Training a machine learning model in space would be an incredible achievement. On board a satellite in space, scientists trained a machine learning model. This accomplishment has the potential to transform the capabilities of remote-sensing satellites by enabling real-time monitoring and decision making for a variety of applications.
For the first time, a project led by the University of Oxford trained a machine learning model on board a satellite in space. This accomplishment has the potential to transform the capabilities of remote-sensing satellites by enabling real-time monitoring and decision making for a variety of applications.
Data collected by remote-sensing satellites is critical for many critical activities, including aerial mapping, weather prediction, and deforestation monitoring. Most satellites can only collect data passively right now because they lack the capability to make decisions or detect changes. Instead, data must be relayed to Earth for processing, which can take hours or even days. This reduces the ability to detect and respond to rapidly developing events, such as a natural disaster.
Machine learning has a huge potential for improving remote sensing. The ability to push as much intelligence into satellites as possible will make space-based sensing increasingly autonomous.
Professor Andrew Markham
To overcome these restrictions, a group of researchers led by DPhil student Vít Růžička (Department of Computer Science, University of Oxford), took on the challenge of training the first machine learning program in outer space. During 2022, the team successfully pitched their idea to the Dashing through the Stars mission, which had issued an open call for project proposals to be carried out on board the ION SCV004 satellite, launched in January 2022. During the autumn of 2022, the team uplinked the code for the program to the satellite already in orbit.
In contrast to training on the ground, the researchers trained a simple model to detect changes in cloud cover from aerial images directly onboard the satellite. The model was built using a technique known as few-shot learning, which allows a model to learn the most important features to look for when it only has a few samples to train on. The ability to compress data into smaller representations makes the model faster and more efficient.
Vít Růžička explained: ‘The model we developed, called RaVAEn, first compresses the large image files into vectors of 128 numbers. During the training phase, the model learns to keep only the informative values in this vector; the ones that relate to the change it is trying to detect (in this case, whether there is a cloud present or not). This results in extremely fast training due to having only a very small classification model to train.’
While the first part of the model was trained on the ground to compress newly seen images, the second part (which determined whether the image contained clouds or not) was trained directly on the satellite.
Developing a machine learning model would normally necessitate several rounds of training, utilizing the power of a cluster of linked computers.
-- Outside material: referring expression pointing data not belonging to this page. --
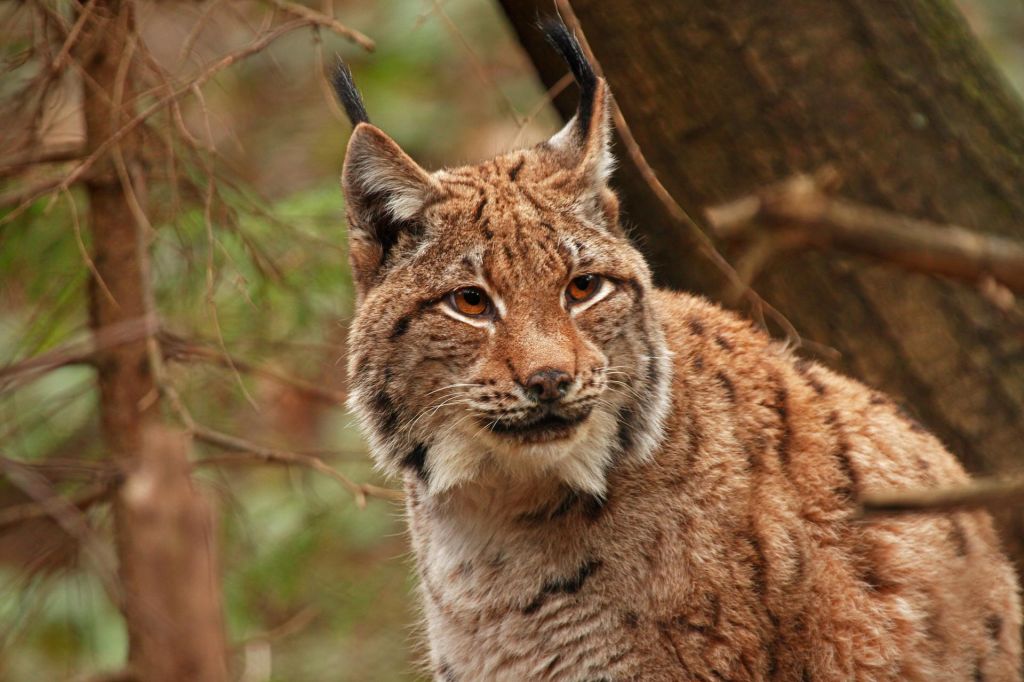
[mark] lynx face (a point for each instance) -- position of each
(502, 331)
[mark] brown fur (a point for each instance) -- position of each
(697, 523)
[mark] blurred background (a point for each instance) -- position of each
(315, 586)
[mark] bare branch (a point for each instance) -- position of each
(16, 163)
(329, 23)
(80, 500)
(801, 213)
(69, 517)
(25, 199)
(678, 213)
(79, 351)
(273, 456)
(992, 492)
(176, 348)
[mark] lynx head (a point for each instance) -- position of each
(503, 332)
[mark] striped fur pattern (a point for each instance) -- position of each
(695, 520)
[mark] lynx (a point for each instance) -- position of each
(610, 481)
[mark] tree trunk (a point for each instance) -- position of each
(119, 294)
(725, 97)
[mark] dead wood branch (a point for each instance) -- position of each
(80, 500)
(679, 214)
(994, 492)
(25, 199)
(69, 517)
(250, 452)
(801, 213)
(327, 22)
(177, 348)
(16, 163)
(103, 339)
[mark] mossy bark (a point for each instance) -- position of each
(725, 97)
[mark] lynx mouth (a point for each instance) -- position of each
(542, 428)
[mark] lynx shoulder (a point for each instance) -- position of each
(609, 481)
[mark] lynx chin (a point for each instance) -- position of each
(607, 481)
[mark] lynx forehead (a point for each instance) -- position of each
(503, 329)
(608, 481)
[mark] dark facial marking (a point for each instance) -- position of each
(993, 625)
(957, 537)
(805, 368)
(569, 585)
(400, 327)
(444, 670)
(385, 411)
(909, 420)
(514, 171)
(851, 488)
(730, 390)
(479, 209)
(783, 416)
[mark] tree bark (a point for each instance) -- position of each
(161, 624)
(170, 526)
(726, 97)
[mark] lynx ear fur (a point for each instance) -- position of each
(385, 189)
(585, 142)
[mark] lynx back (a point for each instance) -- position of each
(609, 481)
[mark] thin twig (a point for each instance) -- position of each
(326, 22)
(81, 500)
(994, 492)
(176, 348)
(27, 199)
(69, 517)
(801, 213)
(249, 452)
(675, 209)
(16, 163)
(79, 351)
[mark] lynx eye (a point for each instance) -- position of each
(469, 301)
(583, 287)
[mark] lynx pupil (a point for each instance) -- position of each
(470, 301)
(583, 287)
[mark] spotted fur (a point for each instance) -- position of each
(696, 523)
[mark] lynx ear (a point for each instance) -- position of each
(385, 189)
(585, 142)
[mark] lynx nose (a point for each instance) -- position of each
(548, 385)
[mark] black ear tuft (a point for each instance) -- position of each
(566, 44)
(348, 94)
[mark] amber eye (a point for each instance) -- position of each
(583, 287)
(469, 301)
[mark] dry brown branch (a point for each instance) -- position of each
(994, 492)
(16, 163)
(329, 23)
(69, 517)
(79, 351)
(25, 199)
(801, 213)
(290, 627)
(176, 348)
(474, 59)
(679, 214)
(80, 500)
(249, 452)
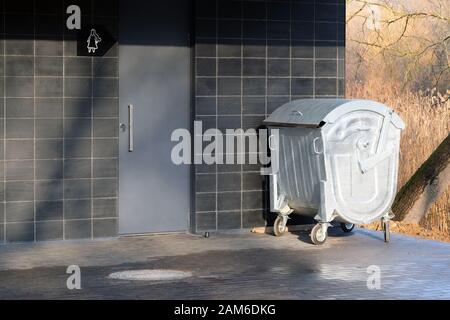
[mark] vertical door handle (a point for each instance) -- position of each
(130, 128)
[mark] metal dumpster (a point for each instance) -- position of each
(337, 161)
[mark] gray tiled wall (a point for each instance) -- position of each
(58, 124)
(251, 57)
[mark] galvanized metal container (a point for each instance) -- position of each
(337, 159)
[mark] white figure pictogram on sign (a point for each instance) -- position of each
(93, 41)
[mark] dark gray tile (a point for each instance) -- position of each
(19, 66)
(253, 181)
(302, 68)
(205, 183)
(205, 105)
(77, 189)
(229, 67)
(229, 220)
(253, 218)
(205, 48)
(278, 48)
(229, 201)
(104, 188)
(78, 87)
(252, 200)
(49, 107)
(106, 87)
(49, 210)
(326, 87)
(49, 230)
(19, 191)
(19, 211)
(19, 87)
(105, 208)
(229, 29)
(106, 148)
(254, 86)
(254, 29)
(254, 48)
(77, 128)
(77, 209)
(49, 169)
(19, 149)
(253, 105)
(229, 48)
(106, 128)
(326, 68)
(278, 30)
(205, 28)
(205, 221)
(106, 107)
(278, 86)
(78, 108)
(78, 229)
(105, 228)
(303, 11)
(255, 10)
(303, 49)
(206, 67)
(49, 87)
(254, 67)
(19, 128)
(49, 149)
(205, 202)
(19, 107)
(106, 168)
(229, 106)
(49, 47)
(49, 190)
(19, 232)
(229, 9)
(78, 66)
(229, 182)
(77, 148)
(279, 10)
(278, 68)
(206, 86)
(19, 45)
(326, 31)
(302, 86)
(19, 170)
(49, 25)
(49, 66)
(49, 128)
(302, 30)
(77, 168)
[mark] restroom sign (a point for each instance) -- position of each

The team’s tiny model, on the other hand, finished the training phase (using over 1300 images) in about one and a half seconds.
When the team tested the model’s performance on new data, it detected whether the cloud was present or not in less than a tenth of a second. This entailed encoding and analyzing a scene the size of 4.8×4.8 km2 (equivalent to nearly 450 football fields).
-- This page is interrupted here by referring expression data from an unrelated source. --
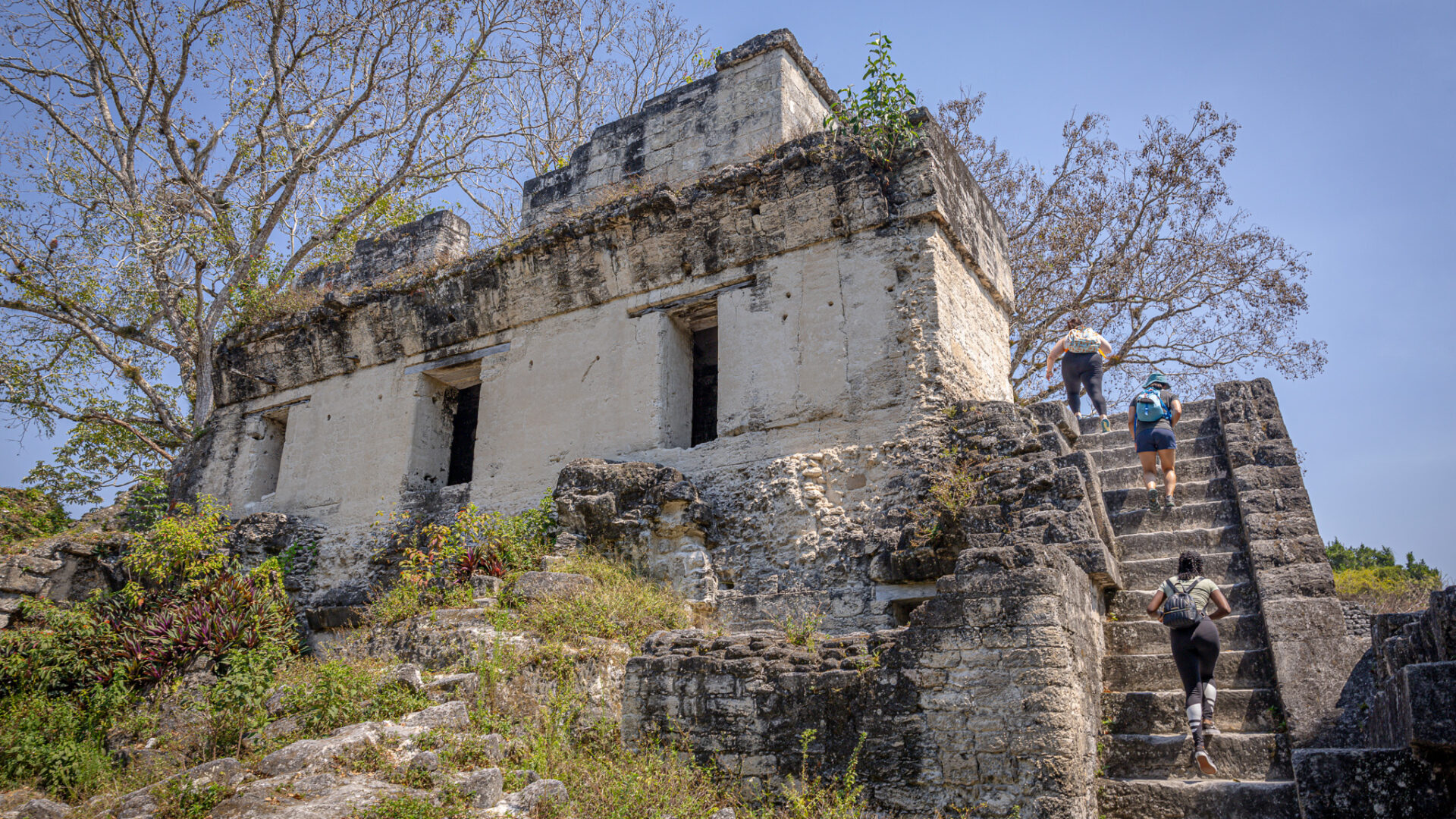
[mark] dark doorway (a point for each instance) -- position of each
(705, 385)
(462, 436)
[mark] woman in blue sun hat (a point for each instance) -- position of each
(1150, 420)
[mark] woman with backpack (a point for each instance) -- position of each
(1150, 422)
(1082, 352)
(1181, 604)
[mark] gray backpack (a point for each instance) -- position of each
(1180, 611)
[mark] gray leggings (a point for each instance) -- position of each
(1079, 369)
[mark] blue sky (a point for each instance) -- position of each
(1348, 112)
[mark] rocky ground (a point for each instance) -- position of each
(494, 720)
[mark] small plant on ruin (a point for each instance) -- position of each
(704, 64)
(800, 627)
(184, 799)
(811, 798)
(30, 513)
(440, 558)
(620, 607)
(1373, 579)
(182, 550)
(878, 117)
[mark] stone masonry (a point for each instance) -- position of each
(774, 373)
(772, 314)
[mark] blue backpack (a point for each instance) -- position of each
(1150, 407)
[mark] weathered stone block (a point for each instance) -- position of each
(1395, 784)
(545, 585)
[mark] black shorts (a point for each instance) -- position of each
(1155, 439)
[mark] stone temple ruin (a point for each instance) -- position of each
(742, 354)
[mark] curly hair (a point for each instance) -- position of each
(1190, 566)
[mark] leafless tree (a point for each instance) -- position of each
(1145, 245)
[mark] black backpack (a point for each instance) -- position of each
(1180, 611)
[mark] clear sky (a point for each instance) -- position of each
(1348, 115)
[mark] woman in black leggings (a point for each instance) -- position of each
(1082, 352)
(1196, 649)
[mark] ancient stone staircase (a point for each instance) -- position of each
(1145, 746)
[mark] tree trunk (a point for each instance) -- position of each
(204, 400)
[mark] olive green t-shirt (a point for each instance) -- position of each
(1200, 592)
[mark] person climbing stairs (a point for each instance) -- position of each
(1145, 749)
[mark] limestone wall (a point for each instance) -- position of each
(987, 700)
(849, 305)
(764, 93)
(984, 701)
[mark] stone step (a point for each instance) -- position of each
(1147, 545)
(1134, 499)
(1244, 710)
(1206, 515)
(1169, 757)
(1188, 447)
(1196, 799)
(1133, 605)
(1237, 632)
(1128, 474)
(1223, 569)
(1191, 410)
(1097, 441)
(1158, 672)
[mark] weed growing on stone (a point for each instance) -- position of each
(811, 798)
(622, 607)
(410, 806)
(440, 558)
(184, 799)
(800, 629)
(28, 513)
(878, 117)
(334, 694)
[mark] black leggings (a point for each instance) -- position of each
(1196, 651)
(1085, 368)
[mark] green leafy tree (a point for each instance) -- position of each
(171, 167)
(1145, 243)
(1343, 557)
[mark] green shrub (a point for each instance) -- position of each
(878, 117)
(1373, 579)
(55, 742)
(403, 601)
(335, 694)
(810, 796)
(191, 602)
(440, 558)
(30, 513)
(182, 550)
(410, 806)
(184, 799)
(622, 607)
(237, 703)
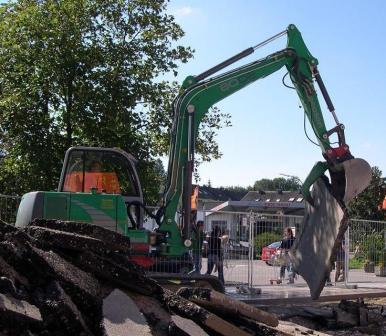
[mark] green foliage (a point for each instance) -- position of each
(278, 183)
(264, 239)
(367, 204)
(87, 72)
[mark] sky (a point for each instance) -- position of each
(267, 137)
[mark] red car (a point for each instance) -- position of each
(268, 253)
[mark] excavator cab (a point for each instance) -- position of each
(97, 185)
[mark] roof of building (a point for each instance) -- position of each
(273, 196)
(219, 194)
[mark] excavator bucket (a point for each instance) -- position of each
(358, 177)
(324, 225)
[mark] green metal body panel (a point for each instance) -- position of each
(107, 210)
(200, 96)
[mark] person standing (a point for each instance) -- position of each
(198, 239)
(285, 246)
(215, 254)
(340, 261)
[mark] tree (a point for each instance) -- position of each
(278, 183)
(86, 72)
(367, 204)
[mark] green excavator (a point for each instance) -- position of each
(101, 186)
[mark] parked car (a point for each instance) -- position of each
(270, 252)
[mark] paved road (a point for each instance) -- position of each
(236, 271)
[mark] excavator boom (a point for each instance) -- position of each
(349, 176)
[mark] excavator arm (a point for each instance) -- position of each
(199, 93)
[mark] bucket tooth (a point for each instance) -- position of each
(324, 225)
According to the researchers, the model could be easily adapted to perform different tasks and use different types of data. ‘We now intend to develop more advanced models that can automatically differentiate between changes of interest (such as flooding, fires, and deforestation) and natural changes (such as natural changes in leaf color across the seasons,’ Vt Rika added. Another goal is to create models for more complex data, such as hyperspectral satellite images. This could allow for the detection of methane leaks, for example, and has important implications for combating climate change.’
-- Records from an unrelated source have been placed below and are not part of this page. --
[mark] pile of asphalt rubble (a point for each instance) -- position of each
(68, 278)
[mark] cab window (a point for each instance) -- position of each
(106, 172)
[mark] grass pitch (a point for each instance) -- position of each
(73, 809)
Performing machine learning in outer space could also help overcome the problem of on-board satellite sensors being affected by the harsh environmental conditions, so that they require regular calibration. Vít Růžička said: ‘Our proposed system could be used in constellations of non-homogeneous satellites, where reliable information from one satellite can be applied to train the rest of the constellation. This could be used, for instance, to recalibrate sensors that have degraded over time or experienced rapid changes in the environment.’
‘Machine learning has a huge potential for improving remote sensing,’ said Professor Andrew Markham, who supervised Vt’s DPhil research. ‘The ability to push as much intelligence into satellites as possible will make space-based sensing increasingly autonomous. Allowing the satellite to learn from data on board would help to overcome the issues with the inherent delays between acquisition and action. Vt’s work is an intriguing proof-of-principle.’